Composer, theatre director, musician

Associated acts
  
Goodtime Washboard Three

Peter R. Arnott (born 1932) is an American composer, theatre director and banjo player. Arnott is a member of the Bohemian Club and has been closely involved with a number of Grove Plays. Arnott is a founding member and banjo player for the Goodtime Washboard Three.

Contents

Early life

Arnott was born in 1932 in Palo Alto, California. His paternal grandparents were John and Virginia Arnott, friends of John McLaren, the designer of Golden Gate Park.

Banjo

Arnott was a founding member of the band Goodtime Washboard Three, characterized as a regional one-hit jug band and as a vaudeville band. Arnott played banjo, Bruce Bratton played washtub bass, and Wayne Pope played washboard and musical saw. In 1959, the band played Friday nights at the Monkey Inn in Berkeley, California. In 1963, when Arnott was absent from the group for two years working in Japan, the band wrote a humorous song about Oakland, appropriately entitled "Oakland", which gained regional popularity. With Dick Fagarstrom covering banjo, the single 45 rpm record "Oakland" was played on many of the San Francisco Bay Area radio stations for a brief period, and has since settled into cult status, with occasional plays on eclectic radio shows such as that of Dr. Demento. Of its 1960s popularity, Bratton said "It got enormous airplay." The Goodtime Washboard Three was asked to perform the song for the Oakland City Council, and the group (with Arnott on banjo) played it from atop the marquee of the Tribune Tower, a performance seen by thousands. The band's quirky style and fame resulted in invitations to the Bohemian Grove where they met powerful people such as Richard Nixon and Henry Kissinger. Bratton later joked that he organized a meeting of all the Bohemian Democrats, held in a telephone booth. The band's first full album was entitled Don't Blame PG&E, Pal, recorded in 1964 at Fantasy Studios in Berkeley and released in 1965 by Fantasy Records. On April 1, 1967, the band appeared on the television show The Hollywood Palace, with Bing Crosby as guest host. Crosby introduced them by saying that he first heard the group play at the Bohemian Grove. Crosby joined the band for the last chorus of Oh By Jingo!.

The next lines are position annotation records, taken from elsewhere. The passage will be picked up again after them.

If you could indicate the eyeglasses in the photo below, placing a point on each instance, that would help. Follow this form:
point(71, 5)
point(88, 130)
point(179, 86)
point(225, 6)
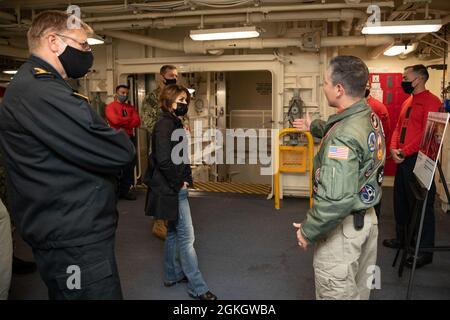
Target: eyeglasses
point(84, 45)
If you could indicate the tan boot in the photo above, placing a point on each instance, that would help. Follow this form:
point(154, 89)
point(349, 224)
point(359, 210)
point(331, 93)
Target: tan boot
point(160, 229)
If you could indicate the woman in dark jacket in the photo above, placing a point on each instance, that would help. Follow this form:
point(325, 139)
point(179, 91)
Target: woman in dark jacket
point(167, 198)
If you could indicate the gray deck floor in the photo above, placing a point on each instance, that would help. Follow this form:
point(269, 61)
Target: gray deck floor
point(246, 250)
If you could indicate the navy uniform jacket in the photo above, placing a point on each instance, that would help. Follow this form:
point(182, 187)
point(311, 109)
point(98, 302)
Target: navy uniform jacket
point(62, 160)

The band recorded further sessions, but no second album was released. Bratton left for Santa Cruz in 1970, to be replaced by Hal Nachtrieb on tuba. Bohemian George Schultz, United States Secretary of State, invited them to the White House in 1986 to play during a state visit by Philippines President Corazon Aquino. The Goodtime Washboard Three continues to make the odd public appearance.

Bohemian Club

In 1975, Arnott directed the Grove Play Allegory: An Odyssey in Time and Space. Arnott stepped forward with his own script in 1980: Olympus. Ten years later, he directed The Prophecy. In 2003, Arnott composed the music for Fort Ross, the 98th Grove Play.

Family

Arnott married Ann Krikorian from Boston. The two live in Sausalito, California and are active in city business, politics and art. They assist with both the Marin Art Festival and the Sausalito Art Festival. Ann Arnott serves as secretary for the Sausalito Chamber of Commerce, has been president of the Sausalito Women's Club and is currently president of the Art Festival Foundation. Arnott's son David Arnott is an actor, screenwriter and musical composer living in Southern California.